Die Geschichte des Körpers

Auf dieses Buch kann man sich einlassen. Auf dieses Buch muss man sich einlassen. Dreißig kurze Stücke, die in ihrer Einzigartigkeit den Leser an den Rand des Fassbaren bringen werden. Monster bekommen hier den gleichen Raum wie Demenzkranke. Jeder ist das Produkt aus Erinnerungen und Sprache. Und Thomas Stangls Sprache ist weitreichend, laut und leise zugleich, durchdringend, aufwühlend…

Die Deutsche Schillerstiftung kam 2019 nicht herum ihm den Schillerpreis zu verleihen. Ebenso die Jury des Wortmeldungen-Preises. Der 23. Mai 2019 ist für Thomas Stangl ein doppelter Glückstag: Zum Einen erscheint sein neuestes Buch, dieses hier und zum Anderen bekommt er dafür auch gleich noch einen Preis. Besser geht’s nicht!

Das dürfte wohl auch so manchem Leser in den Sinn kommen, wenn er den sinnigen Texten folgt. Thomas Stangl gibt dem Leser den Freiraum Gedanken über und um die Heroen der Texte mit Leben zu füllen. Nicht, dass Thomas Stangl nicht schon getan hätte, nein, aber hier und da lässt er einen Krumen liegen, den der Leser aufpicken darf, um sich zu laben.

Jede Geschichte hat ihren eigenen Stil, ihren eigenen Reiz, ihre ganz eigene Wirkung. Mal verspielt wie ein Kleinkind, mal irrwitzig übermütig, in dem er die Erzähler im wilden Reigen sich abwechseln lässt.

Es macht Spaß Thomas Stangl zu folgen. Nicht immer man sofort bei den Gestalten, die auf den ersten Blick etwas völlig Normales, Alltägliches tun. Erst im Laufe der Zeilen kommt man ihrem Tun auf die Schliche. Auf den Leim geht man ihnen hingegen niemals.

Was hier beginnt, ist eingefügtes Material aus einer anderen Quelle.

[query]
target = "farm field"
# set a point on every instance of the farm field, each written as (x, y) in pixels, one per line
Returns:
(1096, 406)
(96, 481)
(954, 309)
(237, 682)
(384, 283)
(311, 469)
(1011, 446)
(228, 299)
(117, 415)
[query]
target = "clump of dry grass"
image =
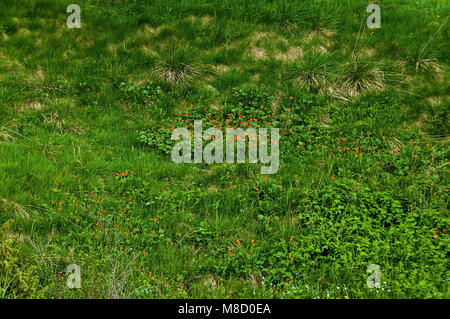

Auf den ersten Blick wirkt „Die Geschichte des Körpers“ wir eine Sammlung kurzer Geschichten, die in keinem direkten Zusammenhang stehen. Erst am Ende des Buches – die reichlich einhundertzwanzig Seiten liest man trotz allem nicht „einfach mal schnell durch“ – wird das Ganze ersichtlich. Der Mensch sammelt in einem, seinem Körper sich und sein Wesen. Der Körper umschließt dies mit seiner Hülle. Thomas Stangl bricht diese Hülle auf, er kratzt an der Oberfläche bis das Innere hervorbricht ohne Wunden zu hinterlassen. Nur Erinnerungen bleiben zurück.